Hi, I need to merge two neural networks. It is not a problem when I have to stack them one on top of the other, but I have no idea how to do it when I need to insert the first in between the layers of the second. I’ll now give a quick math explanation, and then provide the code:
I have two networks that have the following structure (activation functions are removed for simplicity):
f(x) = x W_1 W_2 W_3 and g(x) = x M_1 M_2, where W_i and M_i are weight matrices.
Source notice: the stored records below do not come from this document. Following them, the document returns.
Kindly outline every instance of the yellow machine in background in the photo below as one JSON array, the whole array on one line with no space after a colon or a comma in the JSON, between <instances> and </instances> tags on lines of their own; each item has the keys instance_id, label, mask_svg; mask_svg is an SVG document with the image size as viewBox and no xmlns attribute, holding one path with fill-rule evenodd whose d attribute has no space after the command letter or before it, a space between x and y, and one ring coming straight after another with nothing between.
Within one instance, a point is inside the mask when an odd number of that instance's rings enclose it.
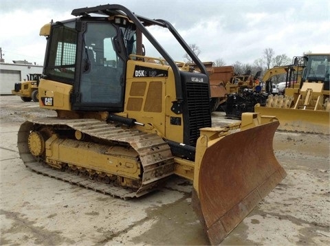
<instances>
[{"instance_id":1,"label":"yellow machine in background","mask_svg":"<svg viewBox=\"0 0 330 246\"><path fill-rule=\"evenodd\" d=\"M287 88L285 96L270 96L255 112L276 115L278 129L330 134L330 54L309 54L299 87Z\"/></svg>"},{"instance_id":2,"label":"yellow machine in background","mask_svg":"<svg viewBox=\"0 0 330 246\"><path fill-rule=\"evenodd\" d=\"M24 164L123 199L185 177L210 242L219 244L286 175L272 148L278 122L250 113L212 127L206 69L170 23L120 5L72 14L41 30L47 44L39 105L57 117L21 126ZM200 72L175 62L153 25L167 29ZM144 55L142 36L164 59Z\"/></svg>"},{"instance_id":3,"label":"yellow machine in background","mask_svg":"<svg viewBox=\"0 0 330 246\"><path fill-rule=\"evenodd\" d=\"M38 84L41 74L30 74L28 80L15 83L12 94L21 97L23 102L38 101Z\"/></svg>"}]
</instances>

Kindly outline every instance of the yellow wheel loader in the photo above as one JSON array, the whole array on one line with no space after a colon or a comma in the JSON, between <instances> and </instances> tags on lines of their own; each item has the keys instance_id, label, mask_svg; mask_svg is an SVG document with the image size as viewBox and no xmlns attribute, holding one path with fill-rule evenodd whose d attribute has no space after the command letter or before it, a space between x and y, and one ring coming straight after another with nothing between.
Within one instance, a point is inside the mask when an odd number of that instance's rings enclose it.
<instances>
[{"instance_id":1,"label":"yellow wheel loader","mask_svg":"<svg viewBox=\"0 0 330 246\"><path fill-rule=\"evenodd\" d=\"M210 243L219 243L286 175L272 149L278 122L250 113L241 124L212 127L206 69L168 21L120 5L72 14L41 30L39 105L57 117L21 126L24 164L122 199L185 177ZM169 30L201 72L175 62L149 26ZM145 56L142 36L164 59Z\"/></svg>"},{"instance_id":2,"label":"yellow wheel loader","mask_svg":"<svg viewBox=\"0 0 330 246\"><path fill-rule=\"evenodd\" d=\"M38 84L41 74L30 74L28 80L15 83L12 94L19 96L23 102L38 101Z\"/></svg>"},{"instance_id":3,"label":"yellow wheel loader","mask_svg":"<svg viewBox=\"0 0 330 246\"><path fill-rule=\"evenodd\" d=\"M270 96L265 107L256 104L254 111L276 115L280 130L329 135L330 54L309 54L303 60L298 86Z\"/></svg>"}]
</instances>

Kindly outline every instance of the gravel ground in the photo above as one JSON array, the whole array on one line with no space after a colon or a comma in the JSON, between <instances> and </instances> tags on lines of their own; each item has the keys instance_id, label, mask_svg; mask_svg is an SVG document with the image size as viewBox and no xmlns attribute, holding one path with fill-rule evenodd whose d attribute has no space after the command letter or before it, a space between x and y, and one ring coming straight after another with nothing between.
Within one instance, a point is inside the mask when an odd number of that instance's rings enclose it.
<instances>
[{"instance_id":1,"label":"gravel ground","mask_svg":"<svg viewBox=\"0 0 330 246\"><path fill-rule=\"evenodd\" d=\"M25 168L20 124L54 113L16 96L0 100L0 245L208 244L184 179L122 201ZM212 120L228 121L220 112ZM221 245L329 245L329 135L277 131L274 149L287 176Z\"/></svg>"}]
</instances>

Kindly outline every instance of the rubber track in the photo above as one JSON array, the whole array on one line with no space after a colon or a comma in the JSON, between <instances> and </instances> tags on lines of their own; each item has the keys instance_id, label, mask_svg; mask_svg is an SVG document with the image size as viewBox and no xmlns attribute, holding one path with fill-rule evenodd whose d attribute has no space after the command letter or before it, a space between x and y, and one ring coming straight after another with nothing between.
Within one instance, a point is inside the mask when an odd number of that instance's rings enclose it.
<instances>
[{"instance_id":1,"label":"rubber track","mask_svg":"<svg viewBox=\"0 0 330 246\"><path fill-rule=\"evenodd\" d=\"M111 143L131 145L138 153L144 168L142 186L138 191L133 191L129 188L91 180L69 172L60 172L47 164L38 162L30 153L27 143L28 136L36 124L55 128L69 127ZM124 199L140 197L155 190L166 177L174 173L174 158L170 147L160 137L154 133L123 129L115 124L94 119L47 118L25 122L19 131L18 147L24 164L38 173Z\"/></svg>"}]
</instances>

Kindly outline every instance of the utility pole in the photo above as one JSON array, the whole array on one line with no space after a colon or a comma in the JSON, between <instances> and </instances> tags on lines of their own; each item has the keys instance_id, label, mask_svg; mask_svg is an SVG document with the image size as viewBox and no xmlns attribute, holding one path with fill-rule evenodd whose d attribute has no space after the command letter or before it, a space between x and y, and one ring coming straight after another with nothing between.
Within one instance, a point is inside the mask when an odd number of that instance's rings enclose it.
<instances>
[{"instance_id":1,"label":"utility pole","mask_svg":"<svg viewBox=\"0 0 330 246\"><path fill-rule=\"evenodd\" d=\"M3 54L4 56L5 54ZM0 47L0 63L4 63L5 60L2 58L2 48Z\"/></svg>"}]
</instances>

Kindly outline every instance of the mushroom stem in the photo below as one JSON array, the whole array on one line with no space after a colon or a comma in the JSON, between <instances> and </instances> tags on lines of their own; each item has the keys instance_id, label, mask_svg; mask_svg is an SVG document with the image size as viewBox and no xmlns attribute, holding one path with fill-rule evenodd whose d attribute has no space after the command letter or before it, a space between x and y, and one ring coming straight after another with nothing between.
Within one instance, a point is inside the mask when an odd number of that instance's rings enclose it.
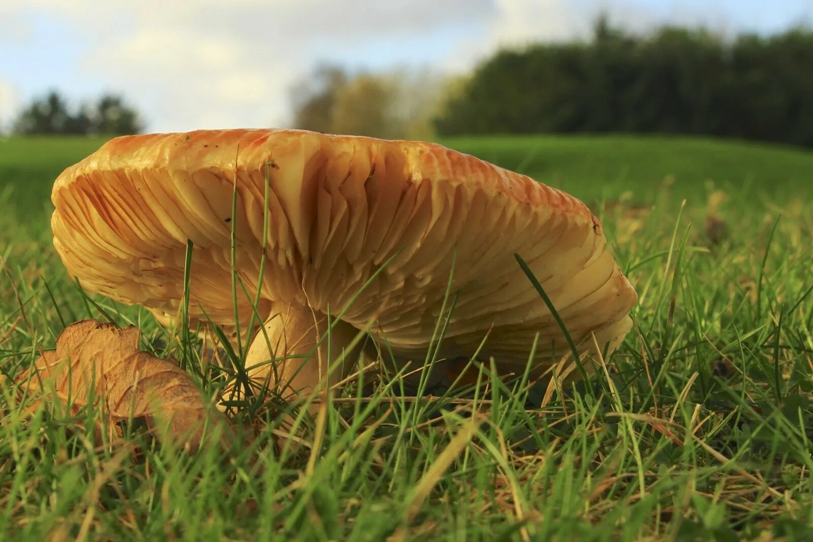
<instances>
[{"instance_id":1,"label":"mushroom stem","mask_svg":"<svg viewBox=\"0 0 813 542\"><path fill-rule=\"evenodd\" d=\"M289 399L326 390L339 382L357 361L360 348L350 350L350 346L359 330L331 320L333 327L325 336L328 324L324 313L297 304L274 304L249 347L249 376L255 382L267 382L269 389L276 388Z\"/></svg>"}]
</instances>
I need to train both networks in isolation, and then merge them to obtain the following network:
F(x) = x W_1 W_2 M_1 M_2 W_3.
Now, speaking about the code, I have the following two networks:
class Net_1(nn.Module):
def __init__(self,hidden_dim):
super(Net_1, self).__init__()
self.W1 = nn.Linear(28*28, hidden_dim)
self.relu1 = nn.ReLU()
self.W2 = nn.Linear(hidden_dim, hidden_dim)
self.relu2 = nn.ReLU()
self.W3 = nn.Linear(hidden_dim, 10)
def forward(self, x):
out = self.W1(x)
out = self.relu1(out)
out = self.W2(out)
out = self.relu2(out)
out = self.W3(out)
return out
class Net_2(nn.Module):
def __init__(self,hidden_dim):
super(Net_2, self).__init__()
self.M1 = nn.Linear(hidden_dim, hidden_dim*2)
self.relu = nn.ReLU()
self.M2 = nn.Linear(hidden_dim*2, hidden_dim)
def forward(self, x):
out = self.M1(x)
out = self.relu(out)
out = self.M2(out)
return out
Now, I train the two networks in isolation, and then I need to generate the following net:
class Final_Net(nn.Module):
def __init__(self,hidden_dim):
super(Final_Net, self).__init__()
self.W1 = nn.Linear(28*28, hidden_dim)
self.relu1 = nn.ReLU()
self.W2 = nn.Linear(hidden_dim, hidden_dim)
self.relu2 = nn.ReLU()
self.M1 = nn.Linear(hidden_dim, hidden_dim*2)
self.relu = nn.ReLU()
self.M2 = nn.Linear(hidden_dim*2, hidden_dim)
self.relu3 = nn.ReLU()
self.W3 = nn.Linear(hidden_dim, 10)
def forward(self, x):
out = self.W1(x)
out = self.relu1(out)
out = self.W2(out)
out = self.relu2(out)
out = self.M1(out)
out = self.relu(out)
out = self.M2(out)
out = self.relu1(out)
out = self.W3(out)
return out
But I have no idea how to do it. It’d also be ok to have an answer does the above using sequential.